The president of the Uganda Law Society, Mr Bernard Oundo, says: “We are concerned about the challenges the young lawyers are facing and we will table them at one of our next meetings so that we can comprehensively discuss it with other members. We will hopefully find a solution.”

The former president of the Uganda Law Society, Ms Pheona Nabasa Wall, said we live in a capitalist economy where forces of demand and supply are at play and there are few law firms compared to the lawyers fresh from university.

“The biggest challenge we are facing today is that many lawyers lack the bargaining power, many do not have practising certificates, which puts them at risk of exploitation by their bosses,” she says. 

Regarding sexual harassment, Ms Nabasa says: “Sexual harassment is a social issue, not a professional issue. I usually encourage victims not to keep quiet because concealing the vice starts with victims keeping quiet.” 
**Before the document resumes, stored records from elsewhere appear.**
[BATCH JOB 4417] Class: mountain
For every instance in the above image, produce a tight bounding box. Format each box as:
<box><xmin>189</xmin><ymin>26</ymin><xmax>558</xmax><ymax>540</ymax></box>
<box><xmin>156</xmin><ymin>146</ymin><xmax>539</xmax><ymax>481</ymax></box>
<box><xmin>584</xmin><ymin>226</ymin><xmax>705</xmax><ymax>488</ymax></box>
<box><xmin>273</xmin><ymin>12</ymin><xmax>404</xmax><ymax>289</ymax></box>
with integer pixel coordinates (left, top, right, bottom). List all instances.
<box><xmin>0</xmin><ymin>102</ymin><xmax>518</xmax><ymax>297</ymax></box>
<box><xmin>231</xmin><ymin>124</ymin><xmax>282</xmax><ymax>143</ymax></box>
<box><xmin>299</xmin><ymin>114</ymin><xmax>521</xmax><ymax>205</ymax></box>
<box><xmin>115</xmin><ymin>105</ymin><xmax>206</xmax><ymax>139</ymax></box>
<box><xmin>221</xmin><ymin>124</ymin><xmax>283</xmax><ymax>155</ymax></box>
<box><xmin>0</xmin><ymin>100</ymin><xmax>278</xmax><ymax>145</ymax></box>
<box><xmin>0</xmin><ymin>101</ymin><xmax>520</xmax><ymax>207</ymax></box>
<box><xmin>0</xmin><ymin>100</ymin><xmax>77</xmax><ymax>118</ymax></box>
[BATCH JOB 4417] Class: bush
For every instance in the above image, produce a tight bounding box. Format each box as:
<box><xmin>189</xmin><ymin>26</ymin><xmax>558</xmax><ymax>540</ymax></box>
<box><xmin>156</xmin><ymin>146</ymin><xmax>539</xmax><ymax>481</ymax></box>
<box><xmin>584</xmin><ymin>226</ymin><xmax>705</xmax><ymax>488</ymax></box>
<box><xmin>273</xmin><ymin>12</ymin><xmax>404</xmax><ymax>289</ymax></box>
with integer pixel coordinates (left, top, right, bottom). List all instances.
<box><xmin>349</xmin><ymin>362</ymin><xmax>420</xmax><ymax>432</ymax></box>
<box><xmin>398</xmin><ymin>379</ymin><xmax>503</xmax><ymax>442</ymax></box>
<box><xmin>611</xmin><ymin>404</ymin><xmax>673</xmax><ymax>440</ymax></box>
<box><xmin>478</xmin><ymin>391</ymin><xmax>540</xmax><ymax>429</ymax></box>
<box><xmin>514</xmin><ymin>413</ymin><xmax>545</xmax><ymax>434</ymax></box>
A section of senior lawyers blame the issue on the poor economic performance of the firms.  They say sometimes the firms struggle to raise enough income to pay salaries, rent, and allowances. 

What others say
“I really don’t have information and facts about the issue. How many lawyers are affected? If it is true that the younger lawyers think they are exploited, they can first sign contracts with employers to spell out clearly the terms of service including what they earn, which can be a percentage commission per case handled or monthly salary. Whatever they append their signature, the employers are obliged to respect the commitments. If violated like any other employee, they can seek redress in the labour courts, or even complain before the Uganda Law Council,” Dr Sylvia Namubiru Mukasa, CEO of LASPNET

“The truth is that the working conditions of the law firms are not well-regulated. Law firms are operating like kiosks where the bosses do as they wish. There needs to be enforcement of labour laws in the legal practice where young lawyers must have contracts as they execute their roles at the firms. The regulatory body needs to enforce strict adherence to statutory obligations like paying PAYE, and NSSF emoluments and also ensure that law firms provide good working conditions for their staff. The law firms are more powerful than the Law Council, their regulator. The Law Council is understaffed, lacks resources, and has very slow operations, among others,” Mr Nicolas Opiyo, human rights lawyer

“I think as senior counsel in a law firm, you need to treat your team right. We are competing in a talent market where you retain the best lawyers; if you don’t treat them right; then they will be taken by another competing firm in the market. So it is a strategy we have adopted as a firm and should be employed in different competing sectors,” Mr Timothy K Masembe, senior partner at MMAKS Advocates

“The phenomenon of a legal practice as a professional business with contracts for workers for example is new and very small essentially because Uganda is a small economy and the general economic situation in the country is poor. Therefore, the industry is still learning. Lawyers in Uganda are trained to do lawyering but not to run law firms as a business. Only a few lawyers or firms even earn enough or such regular incomes to be able to formally employ people on a guaranteed monthly payment with benefits etc. The economy is very bad and the firms do not have money to pay their staff as much as they ask for,” Mr John Musiime, partner at Dentons 

“How do you weigh exploitation? A person should be paid according to their contribution to the thriving of the firm. What do you bring to the table to justify your payment demands? The problem with this generation of young lawyers is the inability to learn. Legal practice and academic excellence are two different things. One should be able to learn and perhaps start a law firm to start earning the payments they demand. It is important to note that we have a very poor economy.” Mr Simon Peter Kinobe, former Law Society president and partner at Ortus Advocates.